I find myself quashing the thoughts I so very frequently have- about having a baby, about not baing able to actually carry and keep a baby.
I find myself mentally trying to shake myself out of it, screaming inside of my head ‘It was just a miscarriage- get over it!’ I then physically shake myself- THAT is society telling me that it was just a miscarriage.
To me it wasn’t just anything. It was the loss of a life, the loss of the future. My hopes, my dreams, for my baby shattered- twice. TWICE. I dread the day- and the fear, and the knowledge, when I can say that I have lost three, four, five babies- god knows how many, and when it will end. It will be the day that I close off completely, shut off from everything, from the world. Twice is enough. Please. No more.
How though, does it work, that I seem to be feeling ( in general) better- mentally, physically,emotionally, about my latest miscarriage? How come it seems to be easier- if such a thing exists? Maturity? An ability to cope better? Resilience?
I believe it was wearing my grief like a coat for three years- everyday, I wore this coat. I still do- but now, it is more of a cardigain- light, but still there.
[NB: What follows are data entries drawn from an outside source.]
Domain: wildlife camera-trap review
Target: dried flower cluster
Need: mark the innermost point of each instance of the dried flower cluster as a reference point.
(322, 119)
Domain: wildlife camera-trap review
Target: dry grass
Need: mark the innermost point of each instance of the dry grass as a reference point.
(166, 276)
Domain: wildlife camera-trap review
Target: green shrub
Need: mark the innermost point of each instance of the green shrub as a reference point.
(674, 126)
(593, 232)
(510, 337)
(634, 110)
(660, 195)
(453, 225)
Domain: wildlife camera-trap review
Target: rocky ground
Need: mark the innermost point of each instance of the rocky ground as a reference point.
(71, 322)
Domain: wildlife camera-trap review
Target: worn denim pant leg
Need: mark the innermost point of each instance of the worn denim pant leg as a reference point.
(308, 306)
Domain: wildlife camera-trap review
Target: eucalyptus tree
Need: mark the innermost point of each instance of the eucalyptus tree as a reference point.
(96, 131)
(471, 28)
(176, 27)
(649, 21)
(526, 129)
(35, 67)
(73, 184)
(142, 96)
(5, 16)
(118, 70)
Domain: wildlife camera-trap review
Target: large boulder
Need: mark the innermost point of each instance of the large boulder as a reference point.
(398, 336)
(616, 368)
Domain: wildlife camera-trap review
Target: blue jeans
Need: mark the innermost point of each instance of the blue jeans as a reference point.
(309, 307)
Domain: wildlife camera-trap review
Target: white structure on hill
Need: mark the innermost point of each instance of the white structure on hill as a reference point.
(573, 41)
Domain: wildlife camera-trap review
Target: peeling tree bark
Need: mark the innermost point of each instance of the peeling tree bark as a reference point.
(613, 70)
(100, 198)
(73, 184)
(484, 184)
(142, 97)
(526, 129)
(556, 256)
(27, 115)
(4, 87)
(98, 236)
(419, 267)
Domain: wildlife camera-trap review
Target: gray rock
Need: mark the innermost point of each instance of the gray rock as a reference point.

I think wearing a heavy coat allowed me to shed it for a cardigain.
It helped me handle my latest loss easier.
thinking of you and your precious children Speck and Lily , sending you massive cyber hugs xxxxxxx hugs xxxxxxx
I had a miscarriage in 2008, at 8 weeks. I lost Finley at 41 weeks during em c section last august. I found my first miscarriage harder. I never did anything to mark it, never had any memorys, and i have not gotten over it. I have found finleys loss easier to deal with, we honoured him with a funeral, we held him and photos and videos and cuddles. I buried my pregnancy test kit from the first loss with finley, i now go to see them together.